Google wants the Apache Software Foundation to take its Dataflow technology under its wing. The company has proposed that the foundation make Dataflow an Apache Incubator Project. The project would include the Dataflow model, Dataflow Java SDK, and runners (which connect to execution engines).
“We believe this proposal is a step toward the ability to define one data pipeline for multiple processing needs, without tradeoffs, which can be run in a number of runtimes, on-premise, in the cloud, or locally,” wrote Frances Perry, software engineer, and James Malone, project manager, in a blog post. “Google Cloud Dataflow will remain as a ‘no-ops’ managed service to execute Dataflow pipelines quickly and cost-effectively in Google Cloud Platform.”
Google believes its Dataflow technology has unique features that would benefit the open-source data space, such as focusing on defining data pipelines, portability, a unified model, and a development tool.
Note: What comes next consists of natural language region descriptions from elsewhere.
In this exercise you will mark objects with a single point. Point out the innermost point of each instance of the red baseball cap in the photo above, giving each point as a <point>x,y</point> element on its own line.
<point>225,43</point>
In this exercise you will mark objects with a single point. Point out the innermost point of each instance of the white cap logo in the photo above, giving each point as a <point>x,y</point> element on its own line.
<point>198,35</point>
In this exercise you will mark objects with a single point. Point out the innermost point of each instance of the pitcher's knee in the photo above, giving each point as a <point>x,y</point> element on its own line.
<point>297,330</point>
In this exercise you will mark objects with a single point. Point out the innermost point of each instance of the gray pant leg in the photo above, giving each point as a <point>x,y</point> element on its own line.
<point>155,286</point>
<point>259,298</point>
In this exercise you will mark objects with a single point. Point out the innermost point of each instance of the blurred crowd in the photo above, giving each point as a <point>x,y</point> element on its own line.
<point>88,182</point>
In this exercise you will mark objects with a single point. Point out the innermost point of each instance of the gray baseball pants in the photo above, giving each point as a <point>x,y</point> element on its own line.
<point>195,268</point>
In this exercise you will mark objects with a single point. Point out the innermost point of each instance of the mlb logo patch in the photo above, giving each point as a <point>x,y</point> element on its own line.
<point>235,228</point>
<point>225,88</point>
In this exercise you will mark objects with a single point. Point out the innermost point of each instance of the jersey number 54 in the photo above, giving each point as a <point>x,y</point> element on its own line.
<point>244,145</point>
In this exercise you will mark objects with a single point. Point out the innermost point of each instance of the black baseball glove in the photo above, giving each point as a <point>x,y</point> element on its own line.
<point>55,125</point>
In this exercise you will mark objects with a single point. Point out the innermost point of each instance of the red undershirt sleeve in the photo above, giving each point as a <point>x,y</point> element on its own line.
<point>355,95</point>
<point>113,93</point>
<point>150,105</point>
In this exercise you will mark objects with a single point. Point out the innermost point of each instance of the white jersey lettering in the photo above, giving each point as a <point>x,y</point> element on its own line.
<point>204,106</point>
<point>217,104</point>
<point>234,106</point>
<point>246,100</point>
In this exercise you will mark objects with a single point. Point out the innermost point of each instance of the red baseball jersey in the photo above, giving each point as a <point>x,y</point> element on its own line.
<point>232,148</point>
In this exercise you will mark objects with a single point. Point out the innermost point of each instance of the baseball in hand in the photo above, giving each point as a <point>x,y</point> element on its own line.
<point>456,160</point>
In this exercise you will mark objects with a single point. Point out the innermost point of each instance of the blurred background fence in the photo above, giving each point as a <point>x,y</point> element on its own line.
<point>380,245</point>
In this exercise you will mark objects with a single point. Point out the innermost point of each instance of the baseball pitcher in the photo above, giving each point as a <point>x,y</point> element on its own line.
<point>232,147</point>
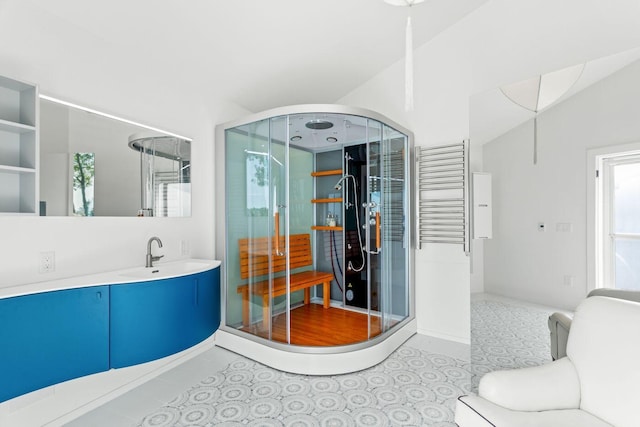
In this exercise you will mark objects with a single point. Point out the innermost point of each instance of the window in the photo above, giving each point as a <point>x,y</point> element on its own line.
<point>618,222</point>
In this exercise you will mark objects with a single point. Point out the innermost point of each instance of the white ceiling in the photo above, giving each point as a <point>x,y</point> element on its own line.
<point>259,54</point>
<point>492,114</point>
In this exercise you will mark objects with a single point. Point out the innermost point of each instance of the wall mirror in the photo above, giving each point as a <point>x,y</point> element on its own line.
<point>97,165</point>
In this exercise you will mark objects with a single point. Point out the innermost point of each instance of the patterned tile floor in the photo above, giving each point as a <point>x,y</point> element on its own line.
<point>415,386</point>
<point>411,388</point>
<point>507,335</point>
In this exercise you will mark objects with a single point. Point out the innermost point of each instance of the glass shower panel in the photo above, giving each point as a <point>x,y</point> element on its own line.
<point>249,192</point>
<point>279,295</point>
<point>373,223</point>
<point>393,231</point>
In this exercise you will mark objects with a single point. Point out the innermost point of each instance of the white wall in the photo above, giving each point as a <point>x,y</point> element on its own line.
<point>520,261</point>
<point>101,77</point>
<point>503,41</point>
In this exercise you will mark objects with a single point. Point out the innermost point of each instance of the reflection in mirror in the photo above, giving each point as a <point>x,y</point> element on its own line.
<point>131,172</point>
<point>84,170</point>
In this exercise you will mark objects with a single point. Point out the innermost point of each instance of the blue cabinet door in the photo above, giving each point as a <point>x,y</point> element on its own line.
<point>52,337</point>
<point>150,320</point>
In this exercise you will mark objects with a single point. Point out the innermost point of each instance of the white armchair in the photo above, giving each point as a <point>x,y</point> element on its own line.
<point>597,384</point>
<point>560,323</point>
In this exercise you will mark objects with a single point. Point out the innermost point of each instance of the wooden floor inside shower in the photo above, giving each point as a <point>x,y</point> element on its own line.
<point>313,325</point>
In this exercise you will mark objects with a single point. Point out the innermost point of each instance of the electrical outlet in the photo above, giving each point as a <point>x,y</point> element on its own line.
<point>47,262</point>
<point>184,247</point>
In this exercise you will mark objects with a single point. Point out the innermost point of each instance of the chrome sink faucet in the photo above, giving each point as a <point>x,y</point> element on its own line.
<point>151,258</point>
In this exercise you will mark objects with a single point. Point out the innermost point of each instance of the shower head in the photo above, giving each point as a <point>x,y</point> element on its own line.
<point>338,185</point>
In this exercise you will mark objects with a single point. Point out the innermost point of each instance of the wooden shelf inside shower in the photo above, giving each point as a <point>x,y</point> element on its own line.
<point>327,172</point>
<point>326,228</point>
<point>333,200</point>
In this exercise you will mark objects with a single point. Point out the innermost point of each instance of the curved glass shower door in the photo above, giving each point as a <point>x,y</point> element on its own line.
<point>264,183</point>
<point>316,231</point>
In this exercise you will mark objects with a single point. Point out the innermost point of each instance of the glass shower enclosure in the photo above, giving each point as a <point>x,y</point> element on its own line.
<point>315,236</point>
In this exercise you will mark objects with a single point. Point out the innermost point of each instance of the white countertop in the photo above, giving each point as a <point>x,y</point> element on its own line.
<point>160,271</point>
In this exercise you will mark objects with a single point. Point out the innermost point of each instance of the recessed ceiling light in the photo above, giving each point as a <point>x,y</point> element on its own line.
<point>319,124</point>
<point>403,2</point>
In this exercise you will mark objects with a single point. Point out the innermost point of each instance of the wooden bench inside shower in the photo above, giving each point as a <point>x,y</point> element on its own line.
<point>254,262</point>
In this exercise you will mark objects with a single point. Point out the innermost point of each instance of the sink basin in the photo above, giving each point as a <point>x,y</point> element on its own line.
<point>171,269</point>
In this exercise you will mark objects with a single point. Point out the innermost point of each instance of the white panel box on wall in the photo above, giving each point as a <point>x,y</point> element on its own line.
<point>482,206</point>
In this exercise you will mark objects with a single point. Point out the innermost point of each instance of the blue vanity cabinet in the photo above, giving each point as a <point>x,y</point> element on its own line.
<point>51,337</point>
<point>154,319</point>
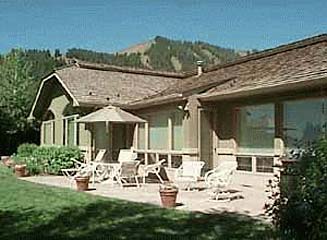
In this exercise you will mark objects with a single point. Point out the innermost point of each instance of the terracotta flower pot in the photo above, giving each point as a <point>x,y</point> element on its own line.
<point>82,183</point>
<point>20,170</point>
<point>7,161</point>
<point>168,197</point>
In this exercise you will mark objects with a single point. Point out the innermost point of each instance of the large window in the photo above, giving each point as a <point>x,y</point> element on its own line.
<point>256,128</point>
<point>158,131</point>
<point>304,122</point>
<point>48,132</point>
<point>177,122</point>
<point>141,136</point>
<point>70,131</point>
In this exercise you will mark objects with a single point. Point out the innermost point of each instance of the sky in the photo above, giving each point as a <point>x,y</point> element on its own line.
<point>110,26</point>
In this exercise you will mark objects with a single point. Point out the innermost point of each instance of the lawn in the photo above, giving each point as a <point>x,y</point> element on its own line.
<point>32,211</point>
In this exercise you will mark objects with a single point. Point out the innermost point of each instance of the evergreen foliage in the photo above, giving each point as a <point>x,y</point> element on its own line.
<point>20,75</point>
<point>160,54</point>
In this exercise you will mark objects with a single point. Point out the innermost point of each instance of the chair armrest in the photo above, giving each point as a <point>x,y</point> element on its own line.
<point>208,173</point>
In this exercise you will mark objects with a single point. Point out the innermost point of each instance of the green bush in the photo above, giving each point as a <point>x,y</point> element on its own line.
<point>301,213</point>
<point>26,149</point>
<point>47,159</point>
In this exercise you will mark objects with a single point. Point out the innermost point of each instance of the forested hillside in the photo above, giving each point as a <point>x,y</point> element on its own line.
<point>21,72</point>
<point>160,54</point>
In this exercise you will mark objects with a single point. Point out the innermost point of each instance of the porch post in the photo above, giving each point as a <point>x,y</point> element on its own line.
<point>190,129</point>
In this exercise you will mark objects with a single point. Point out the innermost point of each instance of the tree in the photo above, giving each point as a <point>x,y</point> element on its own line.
<point>16,96</point>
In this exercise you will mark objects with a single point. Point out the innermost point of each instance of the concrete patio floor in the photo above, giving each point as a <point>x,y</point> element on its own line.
<point>248,194</point>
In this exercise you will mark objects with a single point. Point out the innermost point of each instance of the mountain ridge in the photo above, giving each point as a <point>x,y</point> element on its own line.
<point>161,54</point>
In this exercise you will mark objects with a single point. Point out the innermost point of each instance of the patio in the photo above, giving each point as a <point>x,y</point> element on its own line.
<point>248,194</point>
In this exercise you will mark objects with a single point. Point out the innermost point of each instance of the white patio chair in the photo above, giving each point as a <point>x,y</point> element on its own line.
<point>126,155</point>
<point>128,171</point>
<point>189,173</point>
<point>113,169</point>
<point>153,168</point>
<point>92,168</point>
<point>218,179</point>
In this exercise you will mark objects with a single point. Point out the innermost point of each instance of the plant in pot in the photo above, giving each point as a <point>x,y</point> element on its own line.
<point>82,181</point>
<point>7,161</point>
<point>168,194</point>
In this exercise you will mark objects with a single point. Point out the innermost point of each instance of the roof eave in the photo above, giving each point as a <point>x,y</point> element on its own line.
<point>263,90</point>
<point>75,102</point>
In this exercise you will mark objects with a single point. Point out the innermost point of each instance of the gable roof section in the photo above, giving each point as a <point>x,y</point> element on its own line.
<point>97,85</point>
<point>105,87</point>
<point>302,61</point>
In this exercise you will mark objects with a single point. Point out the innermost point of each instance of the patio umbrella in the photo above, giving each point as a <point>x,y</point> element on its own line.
<point>111,114</point>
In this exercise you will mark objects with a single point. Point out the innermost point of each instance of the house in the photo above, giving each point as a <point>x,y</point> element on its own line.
<point>251,110</point>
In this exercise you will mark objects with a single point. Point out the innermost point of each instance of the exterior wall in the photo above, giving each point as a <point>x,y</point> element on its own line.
<point>174,157</point>
<point>225,145</point>
<point>58,105</point>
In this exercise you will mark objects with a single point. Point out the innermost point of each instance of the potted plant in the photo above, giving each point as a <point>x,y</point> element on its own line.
<point>82,181</point>
<point>7,161</point>
<point>168,194</point>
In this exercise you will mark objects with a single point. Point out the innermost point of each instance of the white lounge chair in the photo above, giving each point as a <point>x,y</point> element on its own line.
<point>128,171</point>
<point>155,169</point>
<point>112,169</point>
<point>218,179</point>
<point>188,173</point>
<point>92,168</point>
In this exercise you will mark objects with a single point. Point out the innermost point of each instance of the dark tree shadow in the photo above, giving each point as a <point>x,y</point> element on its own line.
<point>107,219</point>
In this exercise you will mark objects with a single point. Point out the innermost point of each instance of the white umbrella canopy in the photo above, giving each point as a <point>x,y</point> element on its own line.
<point>111,114</point>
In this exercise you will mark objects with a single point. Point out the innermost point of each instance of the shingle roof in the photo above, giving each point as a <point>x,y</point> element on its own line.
<point>300,61</point>
<point>113,86</point>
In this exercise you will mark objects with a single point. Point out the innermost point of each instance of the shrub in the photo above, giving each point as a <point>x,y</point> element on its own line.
<point>26,149</point>
<point>47,159</point>
<point>301,213</point>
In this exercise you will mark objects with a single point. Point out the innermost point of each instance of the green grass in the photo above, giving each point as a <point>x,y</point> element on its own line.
<point>32,211</point>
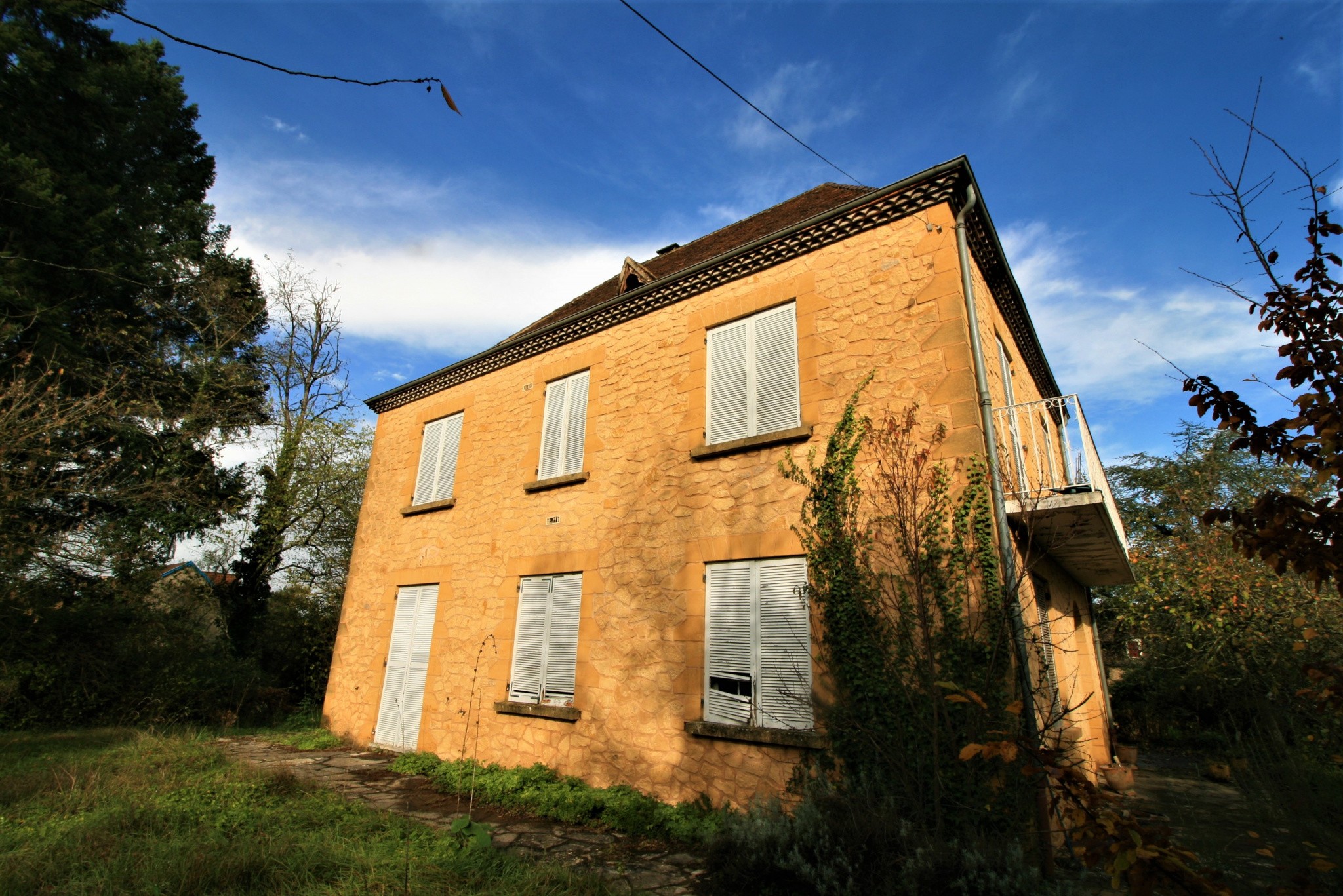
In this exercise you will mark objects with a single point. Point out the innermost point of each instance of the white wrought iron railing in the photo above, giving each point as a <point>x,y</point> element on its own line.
<point>1045,448</point>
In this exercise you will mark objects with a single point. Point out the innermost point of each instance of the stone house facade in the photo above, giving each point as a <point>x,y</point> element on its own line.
<point>576,549</point>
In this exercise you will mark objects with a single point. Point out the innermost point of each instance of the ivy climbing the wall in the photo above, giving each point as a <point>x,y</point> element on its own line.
<point>915,659</point>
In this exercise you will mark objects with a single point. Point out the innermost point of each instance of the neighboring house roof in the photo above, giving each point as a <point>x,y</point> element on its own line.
<point>212,579</point>
<point>810,221</point>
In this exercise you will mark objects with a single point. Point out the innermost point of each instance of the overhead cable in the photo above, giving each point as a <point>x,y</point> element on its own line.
<point>738,94</point>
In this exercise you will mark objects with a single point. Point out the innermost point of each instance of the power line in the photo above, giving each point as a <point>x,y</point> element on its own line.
<point>288,71</point>
<point>691,57</point>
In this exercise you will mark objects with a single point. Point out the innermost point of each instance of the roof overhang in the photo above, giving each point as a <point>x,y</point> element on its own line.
<point>944,183</point>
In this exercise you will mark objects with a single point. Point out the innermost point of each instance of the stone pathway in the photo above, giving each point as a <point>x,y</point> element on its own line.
<point>1212,819</point>
<point>628,864</point>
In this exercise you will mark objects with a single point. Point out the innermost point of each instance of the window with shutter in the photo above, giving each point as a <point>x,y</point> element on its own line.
<point>407,668</point>
<point>752,376</point>
<point>438,459</point>
<point>546,644</point>
<point>563,426</point>
<point>758,652</point>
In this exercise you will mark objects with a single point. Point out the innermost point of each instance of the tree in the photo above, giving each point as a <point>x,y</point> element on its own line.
<point>310,461</point>
<point>120,304</point>
<point>1287,530</point>
<point>1220,631</point>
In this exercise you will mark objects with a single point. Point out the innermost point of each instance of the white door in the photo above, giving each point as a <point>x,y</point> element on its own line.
<point>407,667</point>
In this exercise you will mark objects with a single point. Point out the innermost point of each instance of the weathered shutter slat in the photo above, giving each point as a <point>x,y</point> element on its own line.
<point>562,649</point>
<point>552,426</point>
<point>448,459</point>
<point>416,665</point>
<point>776,371</point>
<point>529,640</point>
<point>393,705</point>
<point>729,661</point>
<point>729,393</point>
<point>785,693</point>
<point>430,449</point>
<point>575,423</point>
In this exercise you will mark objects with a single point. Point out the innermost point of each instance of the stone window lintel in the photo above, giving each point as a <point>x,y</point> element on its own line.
<point>538,711</point>
<point>751,444</point>
<point>411,509</point>
<point>759,735</point>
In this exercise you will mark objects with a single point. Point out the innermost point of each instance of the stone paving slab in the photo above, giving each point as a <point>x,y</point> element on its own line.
<point>626,864</point>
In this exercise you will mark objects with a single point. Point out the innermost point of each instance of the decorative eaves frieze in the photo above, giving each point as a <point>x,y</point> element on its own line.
<point>943,184</point>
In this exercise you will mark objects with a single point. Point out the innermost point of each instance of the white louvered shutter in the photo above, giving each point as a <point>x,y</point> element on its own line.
<point>729,383</point>
<point>407,667</point>
<point>430,450</point>
<point>448,457</point>
<point>776,406</point>
<point>729,638</point>
<point>552,430</point>
<point>529,640</point>
<point>575,423</point>
<point>416,667</point>
<point>562,642</point>
<point>784,697</point>
<point>1047,652</point>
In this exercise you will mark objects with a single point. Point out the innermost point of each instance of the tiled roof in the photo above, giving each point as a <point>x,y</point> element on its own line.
<point>805,224</point>
<point>772,220</point>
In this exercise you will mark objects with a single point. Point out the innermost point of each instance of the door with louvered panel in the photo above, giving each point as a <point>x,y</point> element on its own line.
<point>407,668</point>
<point>758,644</point>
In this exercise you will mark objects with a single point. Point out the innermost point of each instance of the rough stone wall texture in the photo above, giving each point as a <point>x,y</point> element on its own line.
<point>648,519</point>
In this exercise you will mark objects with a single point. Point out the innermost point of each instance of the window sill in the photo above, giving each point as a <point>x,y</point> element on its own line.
<point>755,735</point>
<point>538,710</point>
<point>429,508</point>
<point>556,481</point>
<point>751,444</point>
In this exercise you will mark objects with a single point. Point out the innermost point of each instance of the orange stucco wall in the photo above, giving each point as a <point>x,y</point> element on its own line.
<point>648,518</point>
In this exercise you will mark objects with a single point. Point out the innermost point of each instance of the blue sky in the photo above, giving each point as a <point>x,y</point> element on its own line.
<point>584,138</point>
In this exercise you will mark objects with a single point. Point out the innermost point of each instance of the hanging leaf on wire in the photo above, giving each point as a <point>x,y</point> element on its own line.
<point>287,71</point>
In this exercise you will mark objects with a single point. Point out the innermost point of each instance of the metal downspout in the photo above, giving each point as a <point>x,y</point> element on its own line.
<point>1006,551</point>
<point>1104,676</point>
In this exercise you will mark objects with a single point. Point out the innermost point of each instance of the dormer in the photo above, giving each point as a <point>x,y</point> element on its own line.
<point>633,275</point>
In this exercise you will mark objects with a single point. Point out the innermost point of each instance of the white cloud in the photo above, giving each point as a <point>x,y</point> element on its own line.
<point>1009,42</point>
<point>1095,334</point>
<point>802,98</point>
<point>411,265</point>
<point>1020,93</point>
<point>285,128</point>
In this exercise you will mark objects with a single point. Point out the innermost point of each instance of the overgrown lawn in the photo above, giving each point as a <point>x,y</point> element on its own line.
<point>125,811</point>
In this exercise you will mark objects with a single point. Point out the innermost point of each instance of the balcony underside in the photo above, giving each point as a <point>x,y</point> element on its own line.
<point>1077,532</point>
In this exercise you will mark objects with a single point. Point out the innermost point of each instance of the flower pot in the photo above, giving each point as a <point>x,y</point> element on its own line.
<point>1117,778</point>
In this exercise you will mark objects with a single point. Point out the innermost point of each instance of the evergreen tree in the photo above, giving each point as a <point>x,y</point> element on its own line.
<point>128,332</point>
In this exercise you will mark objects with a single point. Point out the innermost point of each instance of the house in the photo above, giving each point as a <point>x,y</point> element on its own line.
<point>575,547</point>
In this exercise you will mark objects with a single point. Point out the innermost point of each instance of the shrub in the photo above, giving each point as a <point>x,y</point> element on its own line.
<point>835,846</point>
<point>543,792</point>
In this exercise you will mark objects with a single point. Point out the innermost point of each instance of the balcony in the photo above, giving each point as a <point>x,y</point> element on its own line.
<point>1056,490</point>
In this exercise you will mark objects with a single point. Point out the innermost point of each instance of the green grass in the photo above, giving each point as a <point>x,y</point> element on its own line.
<point>124,811</point>
<point>543,792</point>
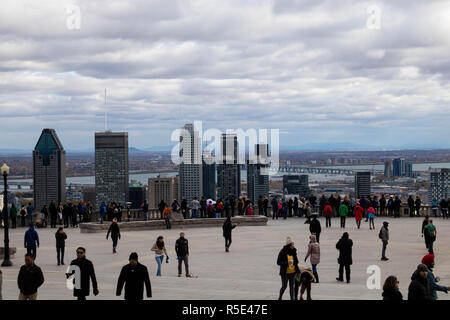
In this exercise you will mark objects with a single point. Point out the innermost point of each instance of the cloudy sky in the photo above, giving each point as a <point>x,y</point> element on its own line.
<point>372,73</point>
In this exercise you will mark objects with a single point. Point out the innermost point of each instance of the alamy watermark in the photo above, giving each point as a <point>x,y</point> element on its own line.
<point>229,147</point>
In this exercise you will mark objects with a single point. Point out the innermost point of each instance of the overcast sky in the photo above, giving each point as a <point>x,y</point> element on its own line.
<point>320,71</point>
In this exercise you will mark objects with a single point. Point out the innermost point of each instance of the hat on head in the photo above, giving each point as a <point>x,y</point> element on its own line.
<point>288,240</point>
<point>421,267</point>
<point>133,256</point>
<point>428,259</point>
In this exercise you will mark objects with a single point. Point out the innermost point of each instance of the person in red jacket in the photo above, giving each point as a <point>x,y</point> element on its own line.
<point>358,214</point>
<point>328,213</point>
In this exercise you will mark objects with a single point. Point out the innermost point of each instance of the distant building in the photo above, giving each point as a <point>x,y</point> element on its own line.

GitLab announces version 8.4
Today GitLab announced its 50th release: GitLab 8.4. With this release, contributors can browse through their build artifacts in CI, and they can leverage Elasticsearch to speed up their searches.
With GitLab 8.4, you can also browse all the artifacts directly in GitLab’s interface and download files individually. GitLab also imports repositories, wikis, issues and pull requests from GitHub in case you want to move your projects over. There’s also a Fuzzy File Finder, which allows developers to navigate to a file by name in the current repository.
MIT’s new IoT course
MIT wants to help developers address Internet of Things concerns. The university will be offering a new online course, Internet of Things: Roadmap to a Connected World, which will teach how to overcome challenges such as technology architectural choices and security concerns, and also how to thrive in the space.
The course aims to help students understand how to develop and implement IoT technologies, solutions, and applications. It will be a six-week course starting on April 12.